Your new SIP proxy is up and running. You are successfully handling most NAT issues. You have read about many new interesting things, nonetheless you are happy to close this chapter for a while. Keepalives, STUN, Mediaproxy: you suffered a lot. You learned a lot. But right now, finally everything seems to run fine.
Time to sit back and relax? Probably not. Sooner or later you'll stumble over the next fustrating issue: fragmented UDP packets. While one might argue that SIP packets are allowed to be 64 kBytes large and fragmentation has been part of IP since it's very early days, daily practice teaches us that we are definitively not living in the same perfect world as RFC3261 authors seem to have lived in.
We are living in a bad world
There are lots of devices out there still unable to handle fragmented UDP packets. Regardless of whether this might be a braindead router, firewall or SIP component: your customer doesn't care. It could be the fault of his router, your SIP peer - or even the bad weather. He expects VoIP to work as reliable as his traditional phone: if the cable is attached and some lights are blinking, it has to work - the rest is your problem.
When asking for help you'll often hear the suggestion to use TCP. While such suggestions are correct, it is not that easy as it might seem. NAT handling for TCP works different than it does for UDP. TCP will add more load to your proxy. Switch from UDP to TCP within a single call makes no fun. So once again: sit down, learn and study. And even that would not help if you have to deal with clients that speak nothing but UDP.
Let's break the rules!
Game over? Not yet. If your client has a braindead router, disabling a few SIP codecs in it's user agent usually helps. And for all the other UDP fragmentation issues I'd like to show you how you could reduce the size of your SIP packets with your proxy. Some of the tricks you'll learn are not operations a proxy should do. At least not, if you're striclty following the rules. If you care, stop reading here.
You don't? Welcome to the club! Sometimes we are required to break the rules. To be honest, I like to break rules. Breaking rules makes fun! So let's start. SIP provides many informational headers, useful for different purposes - but not essential. OpenSIPS provides the textops module, and as a first step you could get rid of such headers by doing as follows:
if(is_present_hf("User-Agent"))
{
remove_hf("User-Agent");
}
Other candidates for removal you'll find in the wild: Server, Warning, P-Hint, Date - and more. Before applying such manipulations please make sure that you REALLY understood what this server is used for - and what implications it could have, if you remove them.
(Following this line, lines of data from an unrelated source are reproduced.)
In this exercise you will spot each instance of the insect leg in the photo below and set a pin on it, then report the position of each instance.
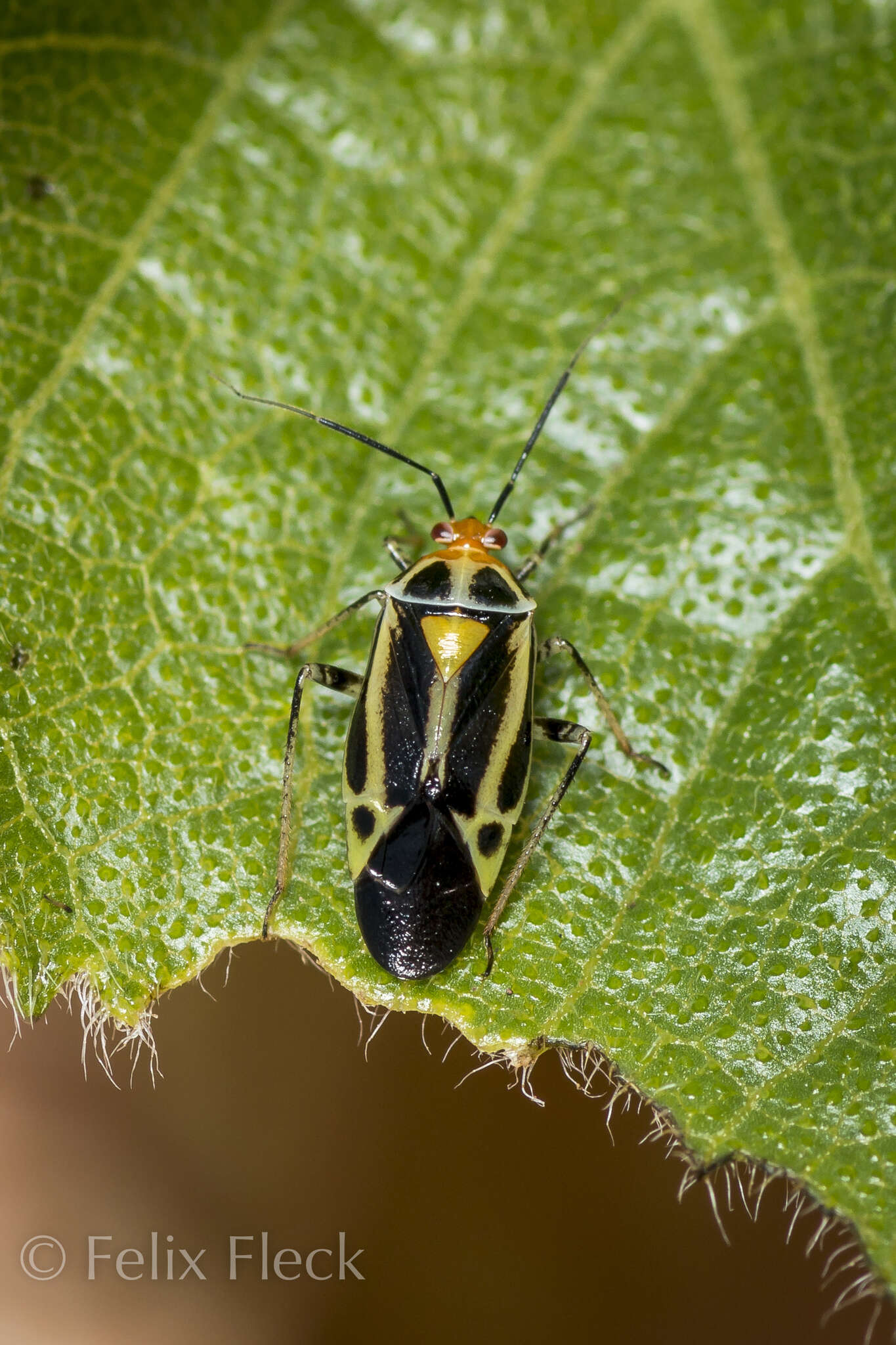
(337, 680)
(550, 731)
(554, 536)
(613, 724)
(394, 546)
(289, 651)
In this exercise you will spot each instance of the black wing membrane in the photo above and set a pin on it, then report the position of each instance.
(418, 899)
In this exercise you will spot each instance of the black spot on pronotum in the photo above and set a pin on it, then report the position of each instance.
(363, 821)
(431, 584)
(488, 588)
(489, 838)
(38, 187)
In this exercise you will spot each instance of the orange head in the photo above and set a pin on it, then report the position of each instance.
(468, 537)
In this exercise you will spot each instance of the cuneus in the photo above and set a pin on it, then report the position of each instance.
(440, 745)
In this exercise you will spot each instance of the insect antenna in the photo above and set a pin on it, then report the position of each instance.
(352, 433)
(539, 426)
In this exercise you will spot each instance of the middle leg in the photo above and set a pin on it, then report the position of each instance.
(550, 731)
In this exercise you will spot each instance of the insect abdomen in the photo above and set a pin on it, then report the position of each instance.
(418, 898)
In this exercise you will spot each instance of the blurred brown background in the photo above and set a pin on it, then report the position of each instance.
(481, 1215)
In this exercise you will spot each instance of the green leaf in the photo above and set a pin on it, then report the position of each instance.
(409, 214)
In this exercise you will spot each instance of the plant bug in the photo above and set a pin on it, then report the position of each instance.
(440, 744)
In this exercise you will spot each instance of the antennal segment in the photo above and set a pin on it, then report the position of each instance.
(352, 433)
(539, 426)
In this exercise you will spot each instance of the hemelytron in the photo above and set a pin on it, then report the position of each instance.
(440, 745)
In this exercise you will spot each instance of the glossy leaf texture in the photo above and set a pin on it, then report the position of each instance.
(409, 214)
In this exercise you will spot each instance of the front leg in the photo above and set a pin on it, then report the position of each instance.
(337, 680)
(289, 651)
For packets going to your PSTN gateway(s), there are probably even more headers you could remove, such as Accept, Accept-Encoding, Allow-Events: just rip off anyhing without use for your gateway.
Your packets already got smaller? Great! But there is even more we can do! As you probably noticed, the large packets are those carrying an SDP body. So why not also try to make our SDP body smaller?
With OpenSIPS 1.6 there have been added some very cool codec-handling functions. Let me show you an example:
if (codec_exists("Speex"))
{
codec_delete("Speex");
}
You better should not do so for all of your packets, but you can do such replacements if you are sure that the destination does not support a specific codec. Many PSTN gateways do not speak Speex, iLBC, H261, H263, H264, Theora and others - so why not remove them?
But you can go even farther: let's assume your PST gateway speaks G.711 (A-law and µ-law), G.729, G.723 and G.726 variants, G.711 and G.729 are your preferred codecs. So if an announcement already contains one of them - why not rip off for example all those G.726 variants (and the related RTP-maps) some clients put in their SDP? Let me show you another example:
if (codec_exists("PCMU") || codec_exists("PCMA")
|| codec_exists("G729"))
{
if (codec_exists_re("^G726-\d+$"))
{
codec_delete_re("^G726-\d+$");
}
}
I'm using the regular expression variant in this example, to avoid multiple calls for each G.726 variant (G726-16, -24, -32...) a client might announce. By the way, those functions derived from a feature request I posted some time ago
If you feel adventurous you could also try to remove rtpmaps for well known payload numbers. That's a little bit risky, and I'm not sure whether it could cause some harm - at least in my tests it didn't:
if(has_body("application/sdp"))
{
replace_body("^a=rtpmap:0 PCMU/8000\r\n", "");
replace_body("^a=rtpmap:8 PCMA/8000\r\n", "");
}
Compact SIP headers
You want to go even farther? The next thing I'd try would be to replace SIP header names with their short/compact variant. Replacing From (f), To (t), Via (v), Contact (m), Call-ID (i), Content-Type (c) and Content-Length (l) would give us 43 more bytes. However, I never did so - some OpenSIPS functions could react allergic if all those headers get modified by textops. But I could be wrong: be careful, try it out - and please let me know the results!
That's all for now, I'd be glad if this was helpful to someone. And now: please try it out and have fun!